Si avvicinò a me, sentivo i suoi passi. Il suo sguardo e la sua rabbia su di me. Leggevo Proudhon. "Essere governato significa essere guardato a vista, ispezionato, spiato…".
Eretta sul mio corpo piegato, fissava la mia testa bassa.
Continuavo a leggere, senza alzare la testa dalle parole che adesso mi ballavano davanti agli occhi.
Mi insultava. Le sue parole mi foravano le orecchie.
Fissavo le mie parole sulla carta consumata dellibro. "…Schernito, dileggiato, ingiurato, disonorato…".
"Sporca". "Puttana". Ripeteva.
Non alzai la testa verso di lei, vivevo adesso la mia lotta e dovevo vincere.
"Vagabonda, barbona".
Vivevo il mio momento di resistenza passiva.
Chiamò mio padre.
Le parole sul libro si facevano sempre più grandi e sfocate. "…Venduto,…".
Disse a mio padre che lei mi aveva cortesemente chiesto di pulire la stanza ed io mi ero rifiutata.
Mio padre farfugliò qualche rimprovero. "…Tradito…".
Lei aprì l'armadio e buttò tutti i miei vestiti per terra, nel corridoio.
Mio padre le chiese: "Perché lo fai?"
Lei disse: "Per farle vedere che la sua camera è una merda"
"…Ecco il governo, ecco la giustizia, ecco la morale".

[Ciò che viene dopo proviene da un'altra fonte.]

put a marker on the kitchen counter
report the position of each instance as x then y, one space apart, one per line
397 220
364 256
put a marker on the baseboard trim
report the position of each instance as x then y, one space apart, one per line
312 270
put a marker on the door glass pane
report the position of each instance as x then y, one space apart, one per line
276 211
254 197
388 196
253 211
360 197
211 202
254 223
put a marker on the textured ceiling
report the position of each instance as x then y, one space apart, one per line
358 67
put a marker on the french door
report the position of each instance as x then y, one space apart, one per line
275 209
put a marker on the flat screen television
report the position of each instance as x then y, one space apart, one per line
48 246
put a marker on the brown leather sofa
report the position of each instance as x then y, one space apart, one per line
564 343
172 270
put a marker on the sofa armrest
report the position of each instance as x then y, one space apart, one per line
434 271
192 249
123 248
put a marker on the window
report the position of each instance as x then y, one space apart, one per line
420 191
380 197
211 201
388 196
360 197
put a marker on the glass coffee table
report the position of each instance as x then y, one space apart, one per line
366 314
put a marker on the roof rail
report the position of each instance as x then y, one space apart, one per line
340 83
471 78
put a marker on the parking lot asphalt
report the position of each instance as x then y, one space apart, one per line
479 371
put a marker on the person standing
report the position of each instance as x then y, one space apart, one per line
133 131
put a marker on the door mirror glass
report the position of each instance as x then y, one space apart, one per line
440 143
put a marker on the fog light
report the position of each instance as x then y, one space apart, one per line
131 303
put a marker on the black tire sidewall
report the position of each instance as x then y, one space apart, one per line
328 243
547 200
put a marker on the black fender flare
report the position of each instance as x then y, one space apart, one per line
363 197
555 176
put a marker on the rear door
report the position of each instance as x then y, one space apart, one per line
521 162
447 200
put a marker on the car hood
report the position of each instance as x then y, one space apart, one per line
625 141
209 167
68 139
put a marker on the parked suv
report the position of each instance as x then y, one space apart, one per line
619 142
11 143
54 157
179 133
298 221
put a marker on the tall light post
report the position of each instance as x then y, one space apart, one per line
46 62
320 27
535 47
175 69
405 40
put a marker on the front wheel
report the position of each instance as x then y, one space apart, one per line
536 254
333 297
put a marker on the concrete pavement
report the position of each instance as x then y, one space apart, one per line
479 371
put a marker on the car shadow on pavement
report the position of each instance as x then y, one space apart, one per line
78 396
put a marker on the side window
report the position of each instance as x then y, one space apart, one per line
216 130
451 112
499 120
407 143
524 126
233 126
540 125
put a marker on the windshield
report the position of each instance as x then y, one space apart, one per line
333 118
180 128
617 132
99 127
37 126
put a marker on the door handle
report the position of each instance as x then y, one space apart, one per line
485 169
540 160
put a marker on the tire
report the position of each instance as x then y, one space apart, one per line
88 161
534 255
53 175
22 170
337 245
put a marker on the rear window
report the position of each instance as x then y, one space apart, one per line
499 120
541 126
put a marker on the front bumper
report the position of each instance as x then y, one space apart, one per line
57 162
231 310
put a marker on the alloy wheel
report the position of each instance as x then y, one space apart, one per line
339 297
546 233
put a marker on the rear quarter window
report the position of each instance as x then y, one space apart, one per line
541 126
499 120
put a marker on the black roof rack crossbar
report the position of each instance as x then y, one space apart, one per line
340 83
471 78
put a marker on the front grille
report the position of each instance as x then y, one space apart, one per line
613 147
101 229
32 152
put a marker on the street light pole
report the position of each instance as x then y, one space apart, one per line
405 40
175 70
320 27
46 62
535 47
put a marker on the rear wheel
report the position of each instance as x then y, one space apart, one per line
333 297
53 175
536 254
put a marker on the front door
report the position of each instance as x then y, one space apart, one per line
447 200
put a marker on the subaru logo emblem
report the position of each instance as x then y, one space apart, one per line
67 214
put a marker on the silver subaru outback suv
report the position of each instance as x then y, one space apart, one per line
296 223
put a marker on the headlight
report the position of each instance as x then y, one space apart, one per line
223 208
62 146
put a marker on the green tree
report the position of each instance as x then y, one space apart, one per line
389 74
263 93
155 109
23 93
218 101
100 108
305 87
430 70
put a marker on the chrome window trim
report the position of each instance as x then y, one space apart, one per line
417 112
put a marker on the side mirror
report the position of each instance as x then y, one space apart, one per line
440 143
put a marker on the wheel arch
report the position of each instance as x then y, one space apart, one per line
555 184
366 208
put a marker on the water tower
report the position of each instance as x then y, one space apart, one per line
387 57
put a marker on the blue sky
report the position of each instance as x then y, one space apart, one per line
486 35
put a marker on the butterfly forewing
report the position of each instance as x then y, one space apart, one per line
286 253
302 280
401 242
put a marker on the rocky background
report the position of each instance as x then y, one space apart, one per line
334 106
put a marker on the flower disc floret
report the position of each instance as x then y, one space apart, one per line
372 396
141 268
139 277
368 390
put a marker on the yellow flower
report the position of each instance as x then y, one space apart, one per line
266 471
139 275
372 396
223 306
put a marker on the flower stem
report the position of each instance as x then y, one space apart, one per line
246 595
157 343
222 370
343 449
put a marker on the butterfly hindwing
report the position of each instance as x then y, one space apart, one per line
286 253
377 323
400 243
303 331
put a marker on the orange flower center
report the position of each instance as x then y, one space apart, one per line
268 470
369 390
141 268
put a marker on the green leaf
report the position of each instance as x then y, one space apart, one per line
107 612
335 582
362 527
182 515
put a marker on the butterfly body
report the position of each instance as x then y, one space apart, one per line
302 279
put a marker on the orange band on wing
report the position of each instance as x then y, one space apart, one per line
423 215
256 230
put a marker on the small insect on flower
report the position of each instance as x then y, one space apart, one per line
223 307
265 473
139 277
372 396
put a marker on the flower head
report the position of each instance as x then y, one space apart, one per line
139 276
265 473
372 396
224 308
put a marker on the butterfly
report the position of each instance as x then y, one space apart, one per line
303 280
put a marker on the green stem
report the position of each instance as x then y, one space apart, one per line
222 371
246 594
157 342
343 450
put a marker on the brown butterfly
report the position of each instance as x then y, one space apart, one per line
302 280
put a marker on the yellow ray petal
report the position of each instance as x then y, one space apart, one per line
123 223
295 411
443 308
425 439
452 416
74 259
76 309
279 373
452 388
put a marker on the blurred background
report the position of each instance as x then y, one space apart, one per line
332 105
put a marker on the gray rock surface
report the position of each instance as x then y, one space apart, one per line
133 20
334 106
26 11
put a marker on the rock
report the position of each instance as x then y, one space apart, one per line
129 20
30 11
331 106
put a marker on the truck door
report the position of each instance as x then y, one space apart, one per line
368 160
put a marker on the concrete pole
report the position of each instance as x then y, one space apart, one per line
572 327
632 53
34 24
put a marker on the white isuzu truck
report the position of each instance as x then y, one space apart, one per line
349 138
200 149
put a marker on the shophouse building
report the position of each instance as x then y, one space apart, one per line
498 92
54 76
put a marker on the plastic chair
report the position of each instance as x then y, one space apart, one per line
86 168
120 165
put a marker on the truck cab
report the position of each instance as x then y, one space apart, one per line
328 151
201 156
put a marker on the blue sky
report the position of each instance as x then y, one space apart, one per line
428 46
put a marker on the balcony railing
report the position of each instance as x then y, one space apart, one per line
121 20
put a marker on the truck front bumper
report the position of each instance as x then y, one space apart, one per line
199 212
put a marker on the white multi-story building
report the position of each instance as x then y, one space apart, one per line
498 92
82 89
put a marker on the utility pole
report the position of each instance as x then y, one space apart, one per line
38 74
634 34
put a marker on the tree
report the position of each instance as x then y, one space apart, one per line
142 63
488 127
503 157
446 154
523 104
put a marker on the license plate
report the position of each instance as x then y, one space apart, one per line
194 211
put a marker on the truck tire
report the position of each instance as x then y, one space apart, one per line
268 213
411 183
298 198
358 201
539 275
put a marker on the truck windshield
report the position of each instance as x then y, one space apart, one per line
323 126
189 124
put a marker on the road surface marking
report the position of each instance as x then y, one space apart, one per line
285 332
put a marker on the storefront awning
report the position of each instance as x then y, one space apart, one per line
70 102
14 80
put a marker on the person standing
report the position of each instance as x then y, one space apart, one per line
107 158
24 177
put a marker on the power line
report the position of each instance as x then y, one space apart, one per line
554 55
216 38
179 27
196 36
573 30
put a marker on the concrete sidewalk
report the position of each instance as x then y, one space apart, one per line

Chiusi il libro, alzai la testa verso di Lei ed urlai. "Non sei nessuno, tu non sei nessuno!"
Si avventò su di me, sui miei capelli, sulla mia faccia.
Mio padre intervenne, troppo tardi. Non potevo muovere il collo. Tremavo. Non parlai.
Uscirono dalla stanza. Scoppiai a piangere.
Mio padre tornò con una boccetta di valium.
"Prendilo, ti sentirai meglio"
"Non sono mai stata meglio".
"Se vuoi continuare a convivere non devi replicare"
"Non voglio continuare a convivere"
"Dove andrai?"
"Un'amica mi ha chiesto di prendere casa con lei"
"Come farai con i soldi?"
"Lavorerò"
Rimase in silenzio per un po', poi disse "va bene."
Quando Sara tornò mi vide fare le valigie, capì.
"Vai via?" Mi chiese.
"Sì". Le risposi.
"Non sai a cosa vai incontro"
"Vado incontro alla libertà"
"Hai pensato ai sacrifici che dovrai sopportare?"
"Sì"
"Non saremo più insieme"
"Continueremo a vederci"
"Non sarà più lo stesso"
Non dissi niente.
"Non hai pensato a noi, a papà?" Continuò.
Non le risposi. Continuò a guardarmi.
Rividi Vanda dopo un mese, quando tornai a prendere le ultime cose. Ascoltava la musica, seduta sul tappeto, a gambe incrociate vicino al balcone, guardava fuori. Non si voltò.
"Ciao, ci vediamo" Le dissi prima di andarmene.
"Ciao" mi disse. Aveva gli occhi lucidi.
Nel buio, stesa sul letto della mia nuova casa, assaporai la mia prima sigaretta.
Rividi le immagini, i visi, le parole, i sorrisi e le idee che un giorno mi avvinghiavano, mi possedevano, senza armi, senza tregua.
Osservai tutto come un quadro lontano. Sorrisi. Vidi il mio corpo steso e la luce della mia sigaretta accesa. Ero ferma. Ero io. Sola, con me stessa, niente poteva più toccarmi. Non avevo più bisogno di correre.